NORDESTE: Sobre aproveitar melhor o momento da música, como você percebe esse momento atual do Sertanejo?

Wilson: Aí nós temos dois problemas. O showbusiness se desenvolveu bastante nesse momento e entrou um capital que não tem nenhum compromisso com a qualidade da música, nenhum compromisso regional. Você pontuou a sertaneja, mas eu digo para você que o Funk Ostentação é tão ruim ou pior do quê. Não tô falando do Funk consciente, do Rapin Hood, do Dexter, das pessoas que ainda pregam uma sociedade mais justa, educada, o respeito, enfim. As vezes eu acho que isso está cercado pelos piores grupos econômicos brasileiros, se vocês entendem o que eu sugiro, esses grupos estão também nas prisões, traficando coisas e etc, e eu acho que o Funk Ostentação é alimentado um pouco por esse negócio e por empresários que não tem a menor responsabilidade, o importante é colocar um artista bonitinho no palco cantando “eu vou beber, eu vou sair, vou ganhar a menina”, colocar uma massa lá dentro, pegar parte desse dinheiro, comprar mídia massivamente, para rádio e TV para projetar esse tipo de coisa. Eu espero que esse produto, que seja datado, que morra o mais rápido possível. Porque esse internamente é o nosso grande inimigo. Ele desfaz a qualidade daquilo que a gente construiu ao longo do tempo

NORDESTE: Este novo formato da música, a partir do streaming, em que ela veio colaborar positivamente para a música independente?

Wilson: Primeiro que a tecnologia trouxe a possibilidade de você gravar um disco num laptop, e isso democratiza absolutamente uma coisa que era o custo do estúdio, que era altíssimo. Isso era uma limitação. Você entrar num estúdio, mesmo que só você e seus companheiros, sem chamar músicos que recebiam por gravação, por tabela etc., custava, no mínimo, no dinheiro de hoje, cem dólares a hora de gravação. O que você gastava para fazer um produto razoavelmente bem elaborado, oitenta, noventa horas… o que já chega em 24, 25 mil reais. Com esse dinheiro, você compra o melhor laptop, pode fazer o produto dentro dele e, depois, descarregar num estúdio — ou mixer mesmo nele. Então o digital trouxe essa facilidade para a produção. E as plataformas trouxeram a facilidade para disseminação desse conteúdo no mundo inteiro. O bom, o criativo e o péssimo conteúdo. Cabe ao consumidor ter o discernimento para fazer uma escolha — e eu espero que ele faça a escolha pelo aquilo que acrescente ao humano, não que diminua o humano à condição de um bêbado na noite, conhado e enfim.
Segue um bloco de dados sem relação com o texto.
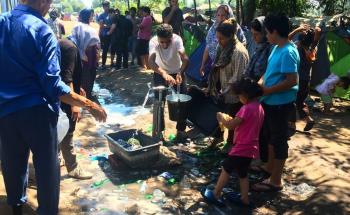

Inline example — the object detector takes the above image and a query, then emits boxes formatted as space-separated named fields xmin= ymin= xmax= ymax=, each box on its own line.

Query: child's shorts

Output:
xmin=222 ymin=156 xmax=252 ymax=178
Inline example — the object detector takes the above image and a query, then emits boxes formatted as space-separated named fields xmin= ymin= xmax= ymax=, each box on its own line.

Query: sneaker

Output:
xmin=174 ymin=131 xmax=188 ymax=143
xmin=68 ymin=167 xmax=93 ymax=180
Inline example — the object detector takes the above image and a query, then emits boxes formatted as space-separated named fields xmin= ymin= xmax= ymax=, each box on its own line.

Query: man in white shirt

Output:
xmin=149 ymin=24 xmax=189 ymax=142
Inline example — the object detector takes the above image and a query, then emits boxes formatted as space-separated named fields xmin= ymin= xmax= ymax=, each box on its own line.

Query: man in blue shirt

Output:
xmin=97 ymin=1 xmax=112 ymax=68
xmin=0 ymin=1 xmax=107 ymax=214
xmin=252 ymin=13 xmax=299 ymax=193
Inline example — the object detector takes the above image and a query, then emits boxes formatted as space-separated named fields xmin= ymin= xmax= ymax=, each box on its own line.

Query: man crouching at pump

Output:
xmin=148 ymin=24 xmax=189 ymax=142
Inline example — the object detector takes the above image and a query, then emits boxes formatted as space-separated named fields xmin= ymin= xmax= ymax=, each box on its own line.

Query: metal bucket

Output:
xmin=166 ymin=94 xmax=192 ymax=121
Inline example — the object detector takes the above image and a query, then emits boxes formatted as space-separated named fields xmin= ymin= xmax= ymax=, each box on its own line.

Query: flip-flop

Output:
xmin=225 ymin=192 xmax=254 ymax=208
xmin=303 ymin=120 xmax=315 ymax=131
xmin=200 ymin=188 xmax=226 ymax=207
xmin=251 ymin=181 xmax=283 ymax=192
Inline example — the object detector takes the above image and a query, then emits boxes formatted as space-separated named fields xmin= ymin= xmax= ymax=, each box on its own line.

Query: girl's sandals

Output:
xmin=225 ymin=192 xmax=254 ymax=208
xmin=251 ymin=180 xmax=283 ymax=192
xmin=201 ymin=188 xmax=225 ymax=207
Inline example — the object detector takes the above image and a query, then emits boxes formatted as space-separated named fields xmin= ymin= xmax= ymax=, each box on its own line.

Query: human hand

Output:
xmin=199 ymin=65 xmax=205 ymax=77
xmin=89 ymin=102 xmax=107 ymax=122
xmin=300 ymin=24 xmax=309 ymax=30
xmin=176 ymin=73 xmax=182 ymax=85
xmin=80 ymin=88 xmax=86 ymax=97
xmin=297 ymin=24 xmax=310 ymax=33
xmin=163 ymin=73 xmax=177 ymax=86
xmin=71 ymin=106 xmax=81 ymax=122
xmin=315 ymin=26 xmax=321 ymax=33
xmin=216 ymin=112 xmax=224 ymax=123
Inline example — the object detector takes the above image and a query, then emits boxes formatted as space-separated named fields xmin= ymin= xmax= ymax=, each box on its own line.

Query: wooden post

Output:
xmin=194 ymin=0 xmax=198 ymax=25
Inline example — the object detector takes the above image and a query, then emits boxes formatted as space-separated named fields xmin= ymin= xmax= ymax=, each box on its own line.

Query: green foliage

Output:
xmin=92 ymin=0 xmax=102 ymax=9
xmin=318 ymin=0 xmax=349 ymax=15
xmin=258 ymin=0 xmax=311 ymax=17
xmin=61 ymin=0 xmax=85 ymax=13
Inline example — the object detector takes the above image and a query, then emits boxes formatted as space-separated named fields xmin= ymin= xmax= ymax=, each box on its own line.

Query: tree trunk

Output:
xmin=243 ymin=0 xmax=256 ymax=26
xmin=341 ymin=0 xmax=348 ymax=12
xmin=239 ymin=0 xmax=244 ymax=25
xmin=235 ymin=0 xmax=240 ymax=24
xmin=260 ymin=0 xmax=268 ymax=15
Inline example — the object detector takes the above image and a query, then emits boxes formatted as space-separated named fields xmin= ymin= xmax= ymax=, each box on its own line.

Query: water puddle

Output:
xmin=92 ymin=84 xmax=150 ymax=128
xmin=283 ymin=182 xmax=316 ymax=200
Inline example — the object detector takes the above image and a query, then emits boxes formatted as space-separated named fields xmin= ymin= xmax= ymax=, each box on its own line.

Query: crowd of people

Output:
xmin=96 ymin=0 xmax=199 ymax=71
xmin=1 ymin=0 xmax=350 ymax=214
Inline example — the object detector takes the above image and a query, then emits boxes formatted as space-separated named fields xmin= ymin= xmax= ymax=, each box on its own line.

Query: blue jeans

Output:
xmin=0 ymin=105 xmax=60 ymax=215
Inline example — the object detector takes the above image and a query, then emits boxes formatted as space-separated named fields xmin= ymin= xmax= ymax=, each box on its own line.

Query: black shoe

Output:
xmin=12 ymin=205 xmax=23 ymax=215
xmin=304 ymin=120 xmax=315 ymax=131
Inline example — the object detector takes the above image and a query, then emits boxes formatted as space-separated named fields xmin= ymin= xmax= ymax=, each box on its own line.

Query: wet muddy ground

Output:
xmin=1 ymin=65 xmax=350 ymax=215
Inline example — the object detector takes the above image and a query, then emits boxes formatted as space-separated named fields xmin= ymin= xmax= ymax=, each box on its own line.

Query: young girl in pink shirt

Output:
xmin=202 ymin=78 xmax=265 ymax=207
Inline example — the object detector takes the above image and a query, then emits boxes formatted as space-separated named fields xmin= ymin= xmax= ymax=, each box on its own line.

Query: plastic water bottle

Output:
xmin=152 ymin=189 xmax=165 ymax=203
xmin=139 ymin=181 xmax=148 ymax=194
xmin=57 ymin=109 xmax=69 ymax=143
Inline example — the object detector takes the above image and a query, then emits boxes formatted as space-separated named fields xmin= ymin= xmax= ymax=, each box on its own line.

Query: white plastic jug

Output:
xmin=57 ymin=109 xmax=69 ymax=143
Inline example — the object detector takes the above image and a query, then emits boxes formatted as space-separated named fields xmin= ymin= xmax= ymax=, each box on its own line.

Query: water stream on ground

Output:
xmin=92 ymin=83 xmax=150 ymax=128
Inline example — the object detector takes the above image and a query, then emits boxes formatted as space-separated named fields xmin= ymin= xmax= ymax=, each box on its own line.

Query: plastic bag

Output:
xmin=57 ymin=109 xmax=69 ymax=143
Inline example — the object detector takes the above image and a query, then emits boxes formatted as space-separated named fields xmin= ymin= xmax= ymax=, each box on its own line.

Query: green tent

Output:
xmin=326 ymin=32 xmax=350 ymax=99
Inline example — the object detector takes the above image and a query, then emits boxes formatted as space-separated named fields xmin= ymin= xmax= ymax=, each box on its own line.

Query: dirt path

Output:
xmin=0 ymin=66 xmax=349 ymax=214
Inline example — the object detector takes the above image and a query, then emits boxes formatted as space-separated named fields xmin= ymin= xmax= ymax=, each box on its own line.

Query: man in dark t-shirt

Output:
xmin=162 ymin=0 xmax=184 ymax=36
xmin=108 ymin=13 xmax=133 ymax=69
xmin=59 ymin=39 xmax=93 ymax=180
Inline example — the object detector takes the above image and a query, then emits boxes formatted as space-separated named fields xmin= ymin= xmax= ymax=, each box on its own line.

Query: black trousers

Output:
xmin=111 ymin=40 xmax=129 ymax=69
xmin=260 ymin=102 xmax=294 ymax=161
xmin=60 ymin=104 xmax=77 ymax=172
xmin=81 ymin=66 xmax=97 ymax=100
xmin=100 ymin=35 xmax=111 ymax=66
xmin=153 ymin=72 xmax=187 ymax=132
xmin=0 ymin=105 xmax=59 ymax=214
xmin=296 ymin=80 xmax=310 ymax=119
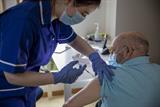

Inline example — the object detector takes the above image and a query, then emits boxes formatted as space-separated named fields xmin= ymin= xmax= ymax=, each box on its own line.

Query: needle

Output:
xmin=77 ymin=63 xmax=95 ymax=77
xmin=85 ymin=69 xmax=95 ymax=77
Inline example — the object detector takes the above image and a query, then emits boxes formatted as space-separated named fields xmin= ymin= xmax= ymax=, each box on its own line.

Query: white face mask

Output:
xmin=108 ymin=53 xmax=119 ymax=66
xmin=59 ymin=8 xmax=85 ymax=25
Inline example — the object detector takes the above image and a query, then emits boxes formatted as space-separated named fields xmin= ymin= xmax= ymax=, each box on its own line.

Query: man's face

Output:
xmin=110 ymin=38 xmax=128 ymax=64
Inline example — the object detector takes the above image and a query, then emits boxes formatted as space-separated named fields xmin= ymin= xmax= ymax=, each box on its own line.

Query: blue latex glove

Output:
xmin=89 ymin=52 xmax=115 ymax=83
xmin=53 ymin=61 xmax=87 ymax=84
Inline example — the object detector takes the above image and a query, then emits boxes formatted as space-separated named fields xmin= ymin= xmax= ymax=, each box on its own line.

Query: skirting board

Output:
xmin=42 ymin=88 xmax=82 ymax=97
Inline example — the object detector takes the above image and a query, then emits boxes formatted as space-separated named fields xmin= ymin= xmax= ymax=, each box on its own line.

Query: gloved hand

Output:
xmin=53 ymin=61 xmax=87 ymax=84
xmin=89 ymin=52 xmax=115 ymax=84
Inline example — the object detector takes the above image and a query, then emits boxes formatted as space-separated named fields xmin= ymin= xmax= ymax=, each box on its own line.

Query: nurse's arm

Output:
xmin=63 ymin=77 xmax=101 ymax=107
xmin=69 ymin=36 xmax=95 ymax=56
xmin=4 ymin=71 xmax=54 ymax=87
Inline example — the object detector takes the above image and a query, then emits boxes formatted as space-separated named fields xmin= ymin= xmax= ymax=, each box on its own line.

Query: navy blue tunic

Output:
xmin=0 ymin=0 xmax=77 ymax=98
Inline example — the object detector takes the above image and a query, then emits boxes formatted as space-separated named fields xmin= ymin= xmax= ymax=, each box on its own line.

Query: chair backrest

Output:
xmin=95 ymin=100 xmax=102 ymax=107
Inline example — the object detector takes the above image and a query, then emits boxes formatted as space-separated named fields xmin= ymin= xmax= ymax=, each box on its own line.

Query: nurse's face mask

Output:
xmin=60 ymin=1 xmax=87 ymax=25
xmin=108 ymin=47 xmax=127 ymax=65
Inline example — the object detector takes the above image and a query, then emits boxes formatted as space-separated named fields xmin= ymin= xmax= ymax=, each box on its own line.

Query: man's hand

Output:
xmin=53 ymin=61 xmax=87 ymax=84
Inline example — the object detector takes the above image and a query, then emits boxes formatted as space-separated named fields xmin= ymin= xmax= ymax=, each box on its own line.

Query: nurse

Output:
xmin=0 ymin=0 xmax=113 ymax=107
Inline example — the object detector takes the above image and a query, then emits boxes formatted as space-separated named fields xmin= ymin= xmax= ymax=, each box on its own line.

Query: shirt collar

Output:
xmin=39 ymin=0 xmax=52 ymax=25
xmin=123 ymin=56 xmax=150 ymax=66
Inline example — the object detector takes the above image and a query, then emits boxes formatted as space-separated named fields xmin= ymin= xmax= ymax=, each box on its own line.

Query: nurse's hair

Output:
xmin=73 ymin=0 xmax=101 ymax=7
xmin=23 ymin=0 xmax=101 ymax=6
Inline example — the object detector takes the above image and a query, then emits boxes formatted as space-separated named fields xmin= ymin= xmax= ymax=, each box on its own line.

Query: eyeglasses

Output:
xmin=109 ymin=46 xmax=128 ymax=55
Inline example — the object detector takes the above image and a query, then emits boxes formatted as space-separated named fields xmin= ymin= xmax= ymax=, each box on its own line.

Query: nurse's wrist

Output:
xmin=52 ymin=72 xmax=60 ymax=84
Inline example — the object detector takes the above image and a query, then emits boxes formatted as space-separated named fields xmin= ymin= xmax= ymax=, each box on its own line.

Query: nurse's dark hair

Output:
xmin=23 ymin=0 xmax=101 ymax=6
xmin=73 ymin=0 xmax=101 ymax=7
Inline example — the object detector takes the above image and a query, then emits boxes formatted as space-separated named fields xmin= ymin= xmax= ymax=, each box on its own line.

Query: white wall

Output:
xmin=115 ymin=0 xmax=160 ymax=64
xmin=105 ymin=0 xmax=117 ymax=39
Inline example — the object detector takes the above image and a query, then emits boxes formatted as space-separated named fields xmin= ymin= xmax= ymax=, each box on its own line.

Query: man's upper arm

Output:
xmin=64 ymin=77 xmax=101 ymax=107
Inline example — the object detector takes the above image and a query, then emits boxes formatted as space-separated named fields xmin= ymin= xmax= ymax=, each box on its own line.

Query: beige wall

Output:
xmin=115 ymin=0 xmax=160 ymax=64
xmin=3 ymin=0 xmax=17 ymax=10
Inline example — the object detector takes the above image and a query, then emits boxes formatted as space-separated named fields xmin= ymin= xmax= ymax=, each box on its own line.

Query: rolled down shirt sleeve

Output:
xmin=0 ymin=17 xmax=33 ymax=73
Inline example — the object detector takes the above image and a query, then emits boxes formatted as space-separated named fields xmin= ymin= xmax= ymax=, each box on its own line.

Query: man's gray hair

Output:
xmin=118 ymin=32 xmax=150 ymax=54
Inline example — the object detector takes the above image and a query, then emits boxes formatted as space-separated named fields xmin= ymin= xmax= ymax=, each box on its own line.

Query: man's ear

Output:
xmin=123 ymin=47 xmax=133 ymax=60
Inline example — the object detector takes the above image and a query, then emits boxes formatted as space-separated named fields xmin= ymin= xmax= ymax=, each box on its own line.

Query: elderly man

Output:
xmin=63 ymin=32 xmax=160 ymax=107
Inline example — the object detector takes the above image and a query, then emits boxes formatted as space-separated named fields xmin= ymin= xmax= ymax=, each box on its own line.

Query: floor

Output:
xmin=36 ymin=96 xmax=96 ymax=107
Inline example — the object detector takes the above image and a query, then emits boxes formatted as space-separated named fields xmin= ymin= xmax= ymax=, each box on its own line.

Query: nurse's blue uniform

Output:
xmin=0 ymin=0 xmax=77 ymax=107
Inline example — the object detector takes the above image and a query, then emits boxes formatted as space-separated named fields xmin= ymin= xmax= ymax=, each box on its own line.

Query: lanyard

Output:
xmin=39 ymin=1 xmax=57 ymax=40
xmin=39 ymin=1 xmax=45 ymax=25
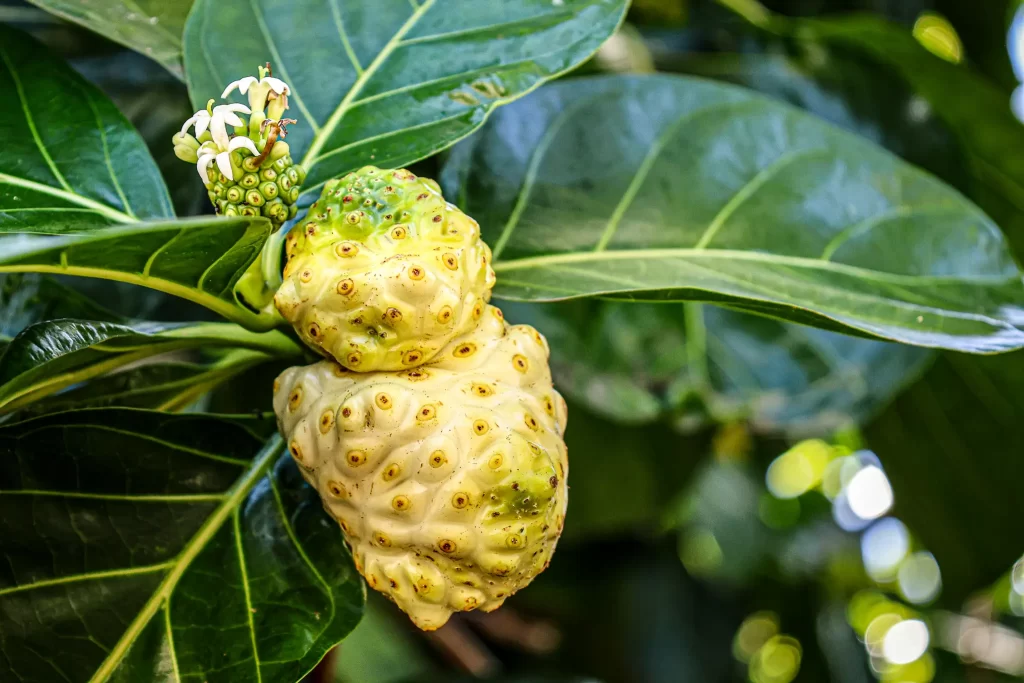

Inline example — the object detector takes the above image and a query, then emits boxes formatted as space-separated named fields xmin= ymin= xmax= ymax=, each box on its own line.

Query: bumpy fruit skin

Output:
xmin=274 ymin=166 xmax=496 ymax=372
xmin=273 ymin=306 xmax=567 ymax=630
xmin=206 ymin=149 xmax=305 ymax=227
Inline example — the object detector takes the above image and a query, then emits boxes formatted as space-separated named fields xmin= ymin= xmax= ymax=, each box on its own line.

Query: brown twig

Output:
xmin=464 ymin=609 xmax=561 ymax=654
xmin=424 ymin=617 xmax=501 ymax=677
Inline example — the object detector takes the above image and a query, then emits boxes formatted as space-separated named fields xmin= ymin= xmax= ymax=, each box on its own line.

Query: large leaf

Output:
xmin=441 ymin=74 xmax=1024 ymax=354
xmin=26 ymin=0 xmax=193 ymax=78
xmin=796 ymin=15 xmax=1024 ymax=260
xmin=27 ymin=351 xmax=272 ymax=413
xmin=0 ymin=24 xmax=172 ymax=228
xmin=0 ymin=216 xmax=280 ymax=328
xmin=0 ymin=319 xmax=301 ymax=413
xmin=183 ymin=0 xmax=628 ymax=203
xmin=0 ymin=409 xmax=365 ymax=682
xmin=0 ymin=273 xmax=123 ymax=339
xmin=866 ymin=350 xmax=1024 ymax=604
xmin=506 ymin=300 xmax=930 ymax=435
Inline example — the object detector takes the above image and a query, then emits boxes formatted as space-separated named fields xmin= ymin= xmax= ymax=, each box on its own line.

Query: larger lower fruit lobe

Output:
xmin=273 ymin=306 xmax=568 ymax=630
xmin=275 ymin=166 xmax=495 ymax=372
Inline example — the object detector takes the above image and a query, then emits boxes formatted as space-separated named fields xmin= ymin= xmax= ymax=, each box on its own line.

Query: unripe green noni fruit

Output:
xmin=274 ymin=166 xmax=496 ymax=372
xmin=273 ymin=305 xmax=567 ymax=630
xmin=205 ymin=147 xmax=304 ymax=227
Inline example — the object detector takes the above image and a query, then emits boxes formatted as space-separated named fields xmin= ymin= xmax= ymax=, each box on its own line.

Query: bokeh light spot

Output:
xmin=861 ymin=518 xmax=910 ymax=580
xmin=679 ymin=528 xmax=723 ymax=577
xmin=733 ymin=611 xmax=780 ymax=663
xmin=750 ymin=635 xmax=802 ymax=683
xmin=765 ymin=439 xmax=832 ymax=499
xmin=883 ymin=619 xmax=930 ymax=665
xmin=846 ymin=466 xmax=893 ymax=521
xmin=898 ymin=552 xmax=942 ymax=604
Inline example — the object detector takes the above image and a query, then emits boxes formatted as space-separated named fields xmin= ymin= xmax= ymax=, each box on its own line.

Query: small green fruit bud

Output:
xmin=259 ymin=181 xmax=279 ymax=199
xmin=173 ymin=145 xmax=199 ymax=163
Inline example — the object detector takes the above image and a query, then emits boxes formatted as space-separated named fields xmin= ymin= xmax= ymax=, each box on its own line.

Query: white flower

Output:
xmin=209 ymin=103 xmax=251 ymax=148
xmin=181 ymin=109 xmax=211 ymax=136
xmin=196 ymin=151 xmax=217 ymax=185
xmin=222 ymin=76 xmax=258 ymax=98
xmin=195 ymin=136 xmax=259 ymax=185
xmin=221 ymin=75 xmax=290 ymax=98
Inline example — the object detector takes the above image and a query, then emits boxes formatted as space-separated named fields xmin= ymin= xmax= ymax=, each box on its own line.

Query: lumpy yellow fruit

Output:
xmin=273 ymin=306 xmax=567 ymax=630
xmin=274 ymin=166 xmax=495 ymax=372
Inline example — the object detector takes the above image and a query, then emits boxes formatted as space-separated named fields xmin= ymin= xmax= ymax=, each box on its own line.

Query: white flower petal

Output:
xmin=220 ymin=111 xmax=246 ymax=128
xmin=217 ymin=103 xmax=252 ymax=115
xmin=210 ymin=116 xmax=230 ymax=149
xmin=228 ymin=136 xmax=259 ymax=156
xmin=221 ymin=76 xmax=257 ymax=98
xmin=181 ymin=110 xmax=210 ymax=135
xmin=196 ymin=154 xmax=216 ymax=184
xmin=216 ymin=151 xmax=234 ymax=180
xmin=194 ymin=113 xmax=212 ymax=137
xmin=198 ymin=140 xmax=220 ymax=156
xmin=264 ymin=76 xmax=290 ymax=94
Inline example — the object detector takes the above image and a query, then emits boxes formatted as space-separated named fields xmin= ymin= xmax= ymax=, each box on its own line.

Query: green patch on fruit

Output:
xmin=486 ymin=469 xmax=559 ymax=520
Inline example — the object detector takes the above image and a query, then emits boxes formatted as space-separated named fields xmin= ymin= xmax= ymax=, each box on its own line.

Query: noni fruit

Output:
xmin=274 ymin=166 xmax=496 ymax=372
xmin=273 ymin=306 xmax=567 ymax=630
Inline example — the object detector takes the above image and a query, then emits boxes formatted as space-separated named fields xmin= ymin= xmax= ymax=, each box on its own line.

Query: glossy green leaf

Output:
xmin=183 ymin=0 xmax=628 ymax=203
xmin=442 ymin=74 xmax=1024 ymax=354
xmin=0 ymin=409 xmax=365 ymax=682
xmin=866 ymin=350 xmax=1024 ymax=603
xmin=796 ymin=15 xmax=1024 ymax=262
xmin=25 ymin=0 xmax=193 ymax=77
xmin=0 ymin=319 xmax=301 ymax=413
xmin=27 ymin=351 xmax=271 ymax=413
xmin=506 ymin=300 xmax=931 ymax=435
xmin=0 ymin=24 xmax=172 ymax=228
xmin=0 ymin=273 xmax=123 ymax=338
xmin=0 ymin=216 xmax=280 ymax=328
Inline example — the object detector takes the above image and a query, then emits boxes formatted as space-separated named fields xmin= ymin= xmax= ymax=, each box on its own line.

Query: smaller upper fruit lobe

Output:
xmin=275 ymin=166 xmax=496 ymax=372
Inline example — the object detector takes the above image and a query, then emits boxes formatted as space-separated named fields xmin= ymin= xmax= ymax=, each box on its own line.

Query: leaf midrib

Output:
xmin=88 ymin=436 xmax=285 ymax=683
xmin=0 ymin=263 xmax=274 ymax=329
xmin=493 ymin=247 xmax=1018 ymax=286
xmin=0 ymin=172 xmax=134 ymax=223
xmin=300 ymin=0 xmax=437 ymax=166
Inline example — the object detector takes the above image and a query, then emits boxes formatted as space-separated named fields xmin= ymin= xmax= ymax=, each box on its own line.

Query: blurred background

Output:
xmin=11 ymin=0 xmax=1024 ymax=680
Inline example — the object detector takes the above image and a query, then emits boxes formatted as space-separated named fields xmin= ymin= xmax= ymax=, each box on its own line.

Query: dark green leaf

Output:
xmin=795 ymin=15 xmax=1024 ymax=263
xmin=866 ymin=350 xmax=1024 ymax=603
xmin=27 ymin=351 xmax=271 ymax=413
xmin=442 ymin=74 xmax=1024 ymax=354
xmin=0 ymin=409 xmax=365 ymax=682
xmin=0 ymin=273 xmax=123 ymax=338
xmin=507 ymin=300 xmax=931 ymax=434
xmin=0 ymin=319 xmax=300 ymax=413
xmin=183 ymin=0 xmax=628 ymax=204
xmin=26 ymin=0 xmax=193 ymax=77
xmin=0 ymin=216 xmax=280 ymax=328
xmin=0 ymin=24 xmax=173 ymax=229
xmin=74 ymin=51 xmax=211 ymax=216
NORDESTE: O Spotify já chegou a afirmar que está batendo de frente com a pirataria, que eles estão tirando do mercado as pessoas que consomem pirataria para assinar o Spotify. Você vê dessa forma? Você acha que a pirataria diminuiu bastante com o serviço de streaming?

Wilson: Eu acho que ela está confinada hoje, a pirataria, a um público de baixíssima qualidade que é capaz de comprar um pendrive com duzentas músicas, num formato chamado MP3, que é um formato de baixíssima qualidade, para escutar no carro. E, normalmente, um tipo de música estilo batidão. Enfim. Eu acho que é esse estrato de consumidor que consome a pirataria hoje. Ele é grande? Ele é grande. Ele é significativo? É significativo. Mas ele ataca principalmente esse mercado, que é o, digamos, mercado mais rebaixado culturalmente que a gente tem hoje. De fato, o Spotify, com uma assinatura de dezesseis reais por mês, que você tem acesso ao conteúdo mundial que está postado lá dentro. Então eu acho que é um ganho, porque aquilo é remunerado — acho que existe, inclusive, uma desinformação no artista independente, porque ele ganha com aquele conteúdo. Ontem eu estava conversando com Escurinho. Escurinho tá nas plataformas com o conteúdo dele, e ele é remunerado mensalmente por esse produto. Então, na verdade, essa evolução é benéfica na média dela. A gente hoje só entende que há um futuro graças a isso, porque no momento mais dramático da pirataria eu achei que a gente fosse virar carta. O teu conteúdo tava na esquina, três reais, quatro reais um envelope.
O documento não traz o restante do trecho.